La réponse viendra-t-elle de la Commission Charbonneau qui explore le rôle trouble des firmes de génies et de l'industrie de la construction dans les finances des partis politiques? Ce qu'on y entend nous donne droit à la méfiance et à la suspicion. Par hasard, le ministre libéral responsable de la région de Québec fut employé d'une firme de génie.

Le PQ, à qui nous avons donné trois ministres, ne s'en mêlera pas. La région de Québec est trop précieuse politiquement. Il ne risquera pas de mettre un grain de sable dans l'engrenage, et de retarder l'échéancier. Il se ferait lapider dans cette région convoitée et gourmande qui détient la clé d'un gouvernement majoritaire.

Douanes

Autre gifle pour la région: le refus de Denis Lebel d'accorder des douaniers à Bagotville. Son argument révèle une mentalité odieuse. Il n'accepterait que si cela permettait à des étrangers de venir dépenser leur argent ici. Pas question de faciliter le départ de citoyens vers des pays chauds pour un petit répit au coeur du dur hiver.

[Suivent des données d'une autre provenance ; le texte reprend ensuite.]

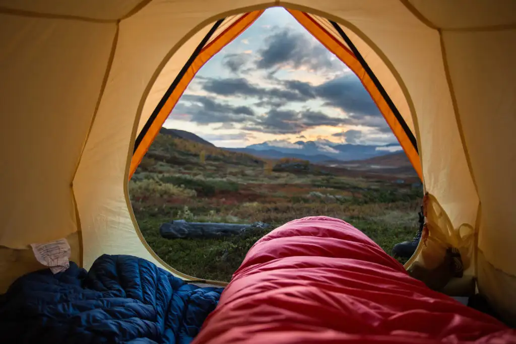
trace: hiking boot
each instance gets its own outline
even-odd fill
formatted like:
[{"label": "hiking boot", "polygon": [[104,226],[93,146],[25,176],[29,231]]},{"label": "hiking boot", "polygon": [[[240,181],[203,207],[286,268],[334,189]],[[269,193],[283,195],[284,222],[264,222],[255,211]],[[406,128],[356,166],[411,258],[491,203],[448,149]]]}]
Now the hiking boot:
[{"label": "hiking boot", "polygon": [[417,213],[419,215],[419,230],[416,234],[414,238],[411,241],[404,241],[394,245],[392,249],[392,255],[395,257],[409,258],[412,256],[420,240],[421,239],[421,236],[423,234],[423,228],[425,225],[425,216],[423,215],[423,207],[421,207],[421,211]]}]

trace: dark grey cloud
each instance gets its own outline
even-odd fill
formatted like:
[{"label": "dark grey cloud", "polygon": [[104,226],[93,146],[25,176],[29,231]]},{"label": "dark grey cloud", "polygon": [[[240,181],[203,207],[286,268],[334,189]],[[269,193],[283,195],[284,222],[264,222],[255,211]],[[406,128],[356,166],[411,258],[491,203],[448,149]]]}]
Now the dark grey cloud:
[{"label": "dark grey cloud", "polygon": [[311,70],[342,68],[330,58],[332,54],[324,46],[311,40],[310,36],[284,28],[276,30],[265,39],[266,46],[258,51],[256,67],[260,69],[278,68],[285,65],[304,67]]},{"label": "dark grey cloud", "polygon": [[318,96],[327,105],[338,107],[348,113],[358,116],[380,115],[380,111],[360,80],[351,73],[318,86]]},{"label": "dark grey cloud", "polygon": [[337,126],[341,123],[341,119],[331,117],[319,111],[273,109],[265,116],[257,118],[244,129],[268,134],[299,134],[319,125]]},{"label": "dark grey cloud", "polygon": [[359,130],[348,130],[344,134],[346,142],[351,144],[358,143],[363,135],[363,133]]},{"label": "dark grey cloud", "polygon": [[203,89],[215,94],[225,96],[246,95],[262,101],[282,102],[305,101],[305,94],[297,89],[291,90],[279,88],[266,88],[249,83],[244,78],[211,79],[205,81]]},{"label": "dark grey cloud", "polygon": [[222,59],[222,65],[234,73],[241,72],[251,59],[248,54],[228,54]]},{"label": "dark grey cloud", "polygon": [[187,114],[200,124],[213,123],[244,123],[253,118],[254,112],[248,106],[233,106],[217,103],[202,95],[184,94],[171,113]]}]

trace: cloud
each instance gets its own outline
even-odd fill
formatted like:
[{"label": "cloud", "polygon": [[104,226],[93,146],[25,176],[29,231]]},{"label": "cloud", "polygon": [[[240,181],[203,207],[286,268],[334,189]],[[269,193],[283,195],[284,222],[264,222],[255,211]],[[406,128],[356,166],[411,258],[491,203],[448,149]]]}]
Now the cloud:
[{"label": "cloud", "polygon": [[227,122],[225,123],[222,123],[220,125],[220,126],[217,127],[215,128],[215,130],[221,130],[224,129],[233,129],[235,127],[235,124],[231,122]]},{"label": "cloud", "polygon": [[[244,78],[210,79],[204,81],[203,89],[225,96],[247,95],[268,102],[304,101],[307,97],[297,90],[291,91],[279,88],[263,88],[250,83]],[[264,102],[262,105],[265,105]]]},{"label": "cloud", "polygon": [[254,116],[248,106],[234,106],[217,103],[203,95],[184,94],[174,108],[171,116],[186,114],[190,120],[200,124],[214,123],[244,123]]},{"label": "cloud", "polygon": [[360,80],[348,73],[319,86],[317,94],[327,104],[355,116],[377,116],[380,111]]},{"label": "cloud", "polygon": [[297,80],[287,80],[284,82],[284,85],[287,90],[295,91],[307,99],[315,98],[316,96],[316,88],[308,83]]},{"label": "cloud", "polygon": [[277,29],[265,38],[265,47],[258,51],[256,67],[263,69],[304,67],[311,71],[342,67],[330,59],[332,54],[327,49],[310,37],[288,28]]},{"label": "cloud", "polygon": [[231,72],[237,73],[249,62],[250,56],[247,54],[228,54],[222,59],[222,65]]},{"label": "cloud", "polygon": [[344,138],[347,143],[357,144],[359,140],[362,138],[363,134],[359,130],[348,130],[344,133]]},{"label": "cloud", "polygon": [[336,126],[341,120],[314,111],[296,111],[292,110],[270,110],[260,116],[246,130],[274,134],[299,134],[307,129],[320,125]]}]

On les punit par une escale laborieuse et pénible à Québec, où ils récupèrent les bagages, passent aux douanes, remettent leurs bagages, rembarquent... Pourtant, l'État taxe allégrement ces voyages tout inclus achetés à des compagnies canadiennes! Il pompe notre fric, mais nous refuse les services!

Or, il y a des douaniers dans la région: pour les bateaux de croisière, pour le port de Grande-Anse. Il suffit de les former pour qu'ils dédouanent aussi les voyageurs à l'aéroport. Cela permettrait de développer un marché de niche pour les «trips» de luxe en motoneige. Mais Denis Lebel représente le gouvernement dans la région, pas l'inverse!

Additionnez le scandale du mondial de patinage de vitesse dont Saguenay vient d'être flouée par Patinage Canada; à la quantité de gifles qu'on nous balance, nous manquons de joues ces temps-ci!